Bruno Le Maire entre en campagne pour la primaire LR et Manuel Valls continue de surcommuniquer sur le projet El-Khomri. Les deux ont en commun de passer pour de bons communicants alors qu’ils sont déjà dépassés…Manuel Valls et Bruno Le Maire sont souvent présentés comme des modernes en communication politique. Mais le sont-ils en vérité? Si, politiquement, tout les oppose, médiatiquement, tout les rassemble. C’est cette identification générationnelle, que traduit une appréhension similaire de la communication politique, qui nous amène aujourd’hui à les assimiler, et ce d’autant plus qu’ils sont les vedettes de ce début de semaine. Le premier parce qu’il continue de défendre son projet de loi El-Khomri de révision du Code du travail, le second parce qu’il se lance de manière définitive, à Vesoul, dans la campagne présidentielle en actant sa candidature à la Primaire Les Républicains.
Sur RTL, Manuel Valls a continué de se poser en rupture avec le socialisme, en tout cas celui d’Epinay. « J’irai jusqu’au bout » a martelé le Premier ministre, ajoutant au passage, interrogé qu’il était sur le recours au 49-3, qu’il ne fallait pas « préjuger de l’intelligence collective des députés ». Ce qui signifie, en creux, que ces mêmes députés seraient peu intelligents s’ils contraignaient le gouvernement au 49-3, ce qui peut apparaitre comme une manière de les amener à obliger le gouvernement au 49-3. Bref, de façon objective, Manuel Valls continue d’appliquer une stratégie politique qui ne recoupe pas celle de François Hollande, et cela se voit de plus en plus.
Des ficelles trop grosses
Bruno Le Maire a voulu voir Vesoul.

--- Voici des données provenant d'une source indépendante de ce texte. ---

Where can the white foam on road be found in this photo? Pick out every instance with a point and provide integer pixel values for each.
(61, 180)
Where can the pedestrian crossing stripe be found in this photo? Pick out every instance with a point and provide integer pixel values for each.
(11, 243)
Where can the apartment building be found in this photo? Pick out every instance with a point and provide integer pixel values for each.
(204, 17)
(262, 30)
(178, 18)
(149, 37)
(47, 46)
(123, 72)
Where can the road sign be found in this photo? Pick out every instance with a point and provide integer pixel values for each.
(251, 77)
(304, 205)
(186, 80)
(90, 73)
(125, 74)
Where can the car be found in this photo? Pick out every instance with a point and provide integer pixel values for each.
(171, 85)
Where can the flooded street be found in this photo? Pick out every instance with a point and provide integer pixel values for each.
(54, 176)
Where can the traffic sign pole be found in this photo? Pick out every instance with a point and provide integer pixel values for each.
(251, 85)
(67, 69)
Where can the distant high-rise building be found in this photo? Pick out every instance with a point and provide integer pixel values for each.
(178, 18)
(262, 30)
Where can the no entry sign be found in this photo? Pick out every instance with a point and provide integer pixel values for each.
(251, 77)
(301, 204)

C’est chose faite. Il y est ce mardi en majesté, donnant le coup d’envoi de la campagne « Troisième homme » de la Primaire LR.

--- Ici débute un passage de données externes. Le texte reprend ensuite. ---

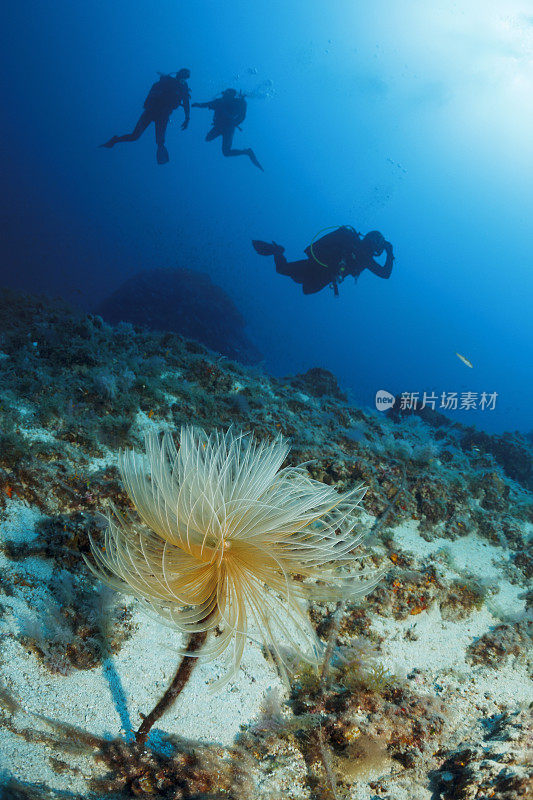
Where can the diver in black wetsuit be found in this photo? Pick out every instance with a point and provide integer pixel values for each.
(330, 259)
(167, 94)
(230, 111)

Manuel Valls et Bruno Le Maire sont comme des jumeaux de la communication politique : ils font dans le cosmétique. Les ficelles qui agitent l’héroïque marionnette se voient. Et c’est bien cela le sujet : c’est qu’on ne voit qu’elles et à l’ère du décryptage et de la transparence, c’est un problème.

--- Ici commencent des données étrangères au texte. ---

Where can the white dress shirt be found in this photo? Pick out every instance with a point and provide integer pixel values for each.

Prenons Manuel Valls par exemple. Sur France Info, Jean-Luc Mélenchon s’est amusé à décrypter la stratégie politique du Premier ministre. Mélenchon, roi de la déconstruction politique et médiatique, l’a ainsi campé en Iznogoud, bien décidé à devenir Hollande à la place de Hollande. Mélenchon a brisé l’interdit d’antan, qui dit tout haut ce qui était réservé jusque-là au cercle des initiés. Et s’adressant à un imaginaire collectif qui pense que la politique c’est magouilles et trahisons, son décryptage n’en est que plus dévastateur.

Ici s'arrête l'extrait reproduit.